Parasitism and Predation on Fossil and Extant Crinoids

January 21st (Tuesday), 6 p.m., Teton Co. Library Auditorium – Open to Public. Presentation: “Parasitism and Predation on Fossil and Extant Crinoids, Presented by Forest Gahn, BYU Idaho

Crinoids are marine animals related to sea stars and urchins. The earliest known fossil crinoids are from the Early Ordovician of Idaho, and over 600 species are extant today. By the Late Ordovician, fossil evidence suggests crinoids were occasionally infested by parasites and attacked by predators. In today’s oceans, nearly every individual crinoid shows some evidence of parasitism or predation.

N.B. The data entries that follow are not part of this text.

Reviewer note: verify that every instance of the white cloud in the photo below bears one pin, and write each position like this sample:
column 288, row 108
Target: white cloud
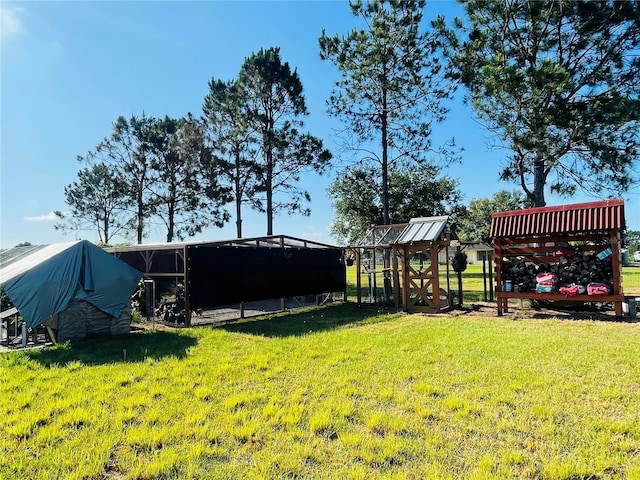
column 49, row 217
column 10, row 23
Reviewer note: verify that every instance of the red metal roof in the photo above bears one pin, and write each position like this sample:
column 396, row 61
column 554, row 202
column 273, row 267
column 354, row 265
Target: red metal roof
column 600, row 216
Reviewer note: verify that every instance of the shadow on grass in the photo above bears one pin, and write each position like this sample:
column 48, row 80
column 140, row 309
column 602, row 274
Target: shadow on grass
column 311, row 321
column 130, row 348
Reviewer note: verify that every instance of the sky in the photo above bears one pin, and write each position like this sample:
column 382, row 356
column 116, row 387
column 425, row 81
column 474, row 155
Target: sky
column 69, row 69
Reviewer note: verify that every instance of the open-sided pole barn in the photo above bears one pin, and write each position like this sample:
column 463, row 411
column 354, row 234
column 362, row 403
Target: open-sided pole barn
column 404, row 259
column 578, row 245
column 240, row 270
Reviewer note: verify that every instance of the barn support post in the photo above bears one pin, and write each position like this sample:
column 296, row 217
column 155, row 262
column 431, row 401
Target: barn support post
column 187, row 302
column 497, row 258
column 405, row 276
column 358, row 276
column 616, row 260
column 435, row 280
column 446, row 254
column 396, row 278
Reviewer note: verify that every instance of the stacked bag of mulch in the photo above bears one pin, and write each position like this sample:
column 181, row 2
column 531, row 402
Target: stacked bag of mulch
column 546, row 282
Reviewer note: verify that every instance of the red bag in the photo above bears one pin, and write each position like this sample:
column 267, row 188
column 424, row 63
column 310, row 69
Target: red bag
column 597, row 289
column 549, row 279
column 569, row 290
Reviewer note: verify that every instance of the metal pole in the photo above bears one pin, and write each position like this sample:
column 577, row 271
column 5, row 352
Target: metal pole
column 484, row 275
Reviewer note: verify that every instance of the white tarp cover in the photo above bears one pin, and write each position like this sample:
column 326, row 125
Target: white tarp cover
column 45, row 282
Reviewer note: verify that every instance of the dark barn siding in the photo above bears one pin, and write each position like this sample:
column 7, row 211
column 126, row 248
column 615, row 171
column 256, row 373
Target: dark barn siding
column 220, row 275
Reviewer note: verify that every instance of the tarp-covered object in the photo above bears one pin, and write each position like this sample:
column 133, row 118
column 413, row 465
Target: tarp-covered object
column 44, row 283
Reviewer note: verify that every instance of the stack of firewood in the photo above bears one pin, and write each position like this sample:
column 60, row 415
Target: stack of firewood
column 582, row 269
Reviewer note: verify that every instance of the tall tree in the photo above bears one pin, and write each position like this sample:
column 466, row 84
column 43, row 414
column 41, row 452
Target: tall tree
column 128, row 150
column 417, row 190
column 273, row 105
column 559, row 82
column 475, row 223
column 98, row 203
column 232, row 140
column 391, row 87
column 187, row 197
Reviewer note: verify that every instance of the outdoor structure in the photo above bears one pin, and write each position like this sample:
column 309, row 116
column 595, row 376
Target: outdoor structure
column 476, row 252
column 401, row 264
column 75, row 289
column 197, row 276
column 564, row 253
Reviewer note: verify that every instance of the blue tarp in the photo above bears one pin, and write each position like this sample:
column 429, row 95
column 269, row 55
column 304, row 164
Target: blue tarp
column 45, row 282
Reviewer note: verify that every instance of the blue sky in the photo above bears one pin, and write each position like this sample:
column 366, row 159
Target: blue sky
column 69, row 69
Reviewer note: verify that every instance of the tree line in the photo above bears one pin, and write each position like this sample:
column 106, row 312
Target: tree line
column 556, row 83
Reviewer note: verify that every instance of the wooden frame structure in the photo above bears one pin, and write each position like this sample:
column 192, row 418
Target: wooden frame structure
column 536, row 234
column 412, row 288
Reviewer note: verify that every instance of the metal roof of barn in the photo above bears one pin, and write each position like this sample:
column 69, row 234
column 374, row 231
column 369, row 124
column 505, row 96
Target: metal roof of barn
column 281, row 241
column 423, row 230
column 599, row 216
column 30, row 259
column 14, row 254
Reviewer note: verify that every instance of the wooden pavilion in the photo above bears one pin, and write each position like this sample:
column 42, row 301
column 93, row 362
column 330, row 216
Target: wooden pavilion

In the Paleozoic, crinoids were regularly infested by a group of extinct snails (platyceratids) that typically attached over their anal vents. These gastropods were likely stealing partially to undigested food directly from the guts of their hosts as evidenced by reduced growth rates among infested crinoids. Crinoids may have responded to such exploitation through the evolution of long anal “chimneys”, with the anus at the distal end. In turn, their infesting parasites responded by drilling through the body wall of their hosts.

Paleozoic crinoids also show evidence of attacks by predators in the form of regenerating arms and severe physical trauma to their calyxes (central body). Like their starfish cousins, crinoids have remarkable regenerative abilities. Generally, the frequency of individuals with regenerating arms positively correlates with predation intensity. Data on crinoid arm regeneration suggest predation on crinoids, presumably by fish, increased three-fold in the Devonian. Crinoids may have adapted to this increase in predation by developing defensive spines and thicker calyx plates. Many of the attacks on fossil and extant crinoids by fish are likely the result of collateral damage; fish are targeting the epibionts hiding amongst the crinoids’ arms rather than the crinoids themselves.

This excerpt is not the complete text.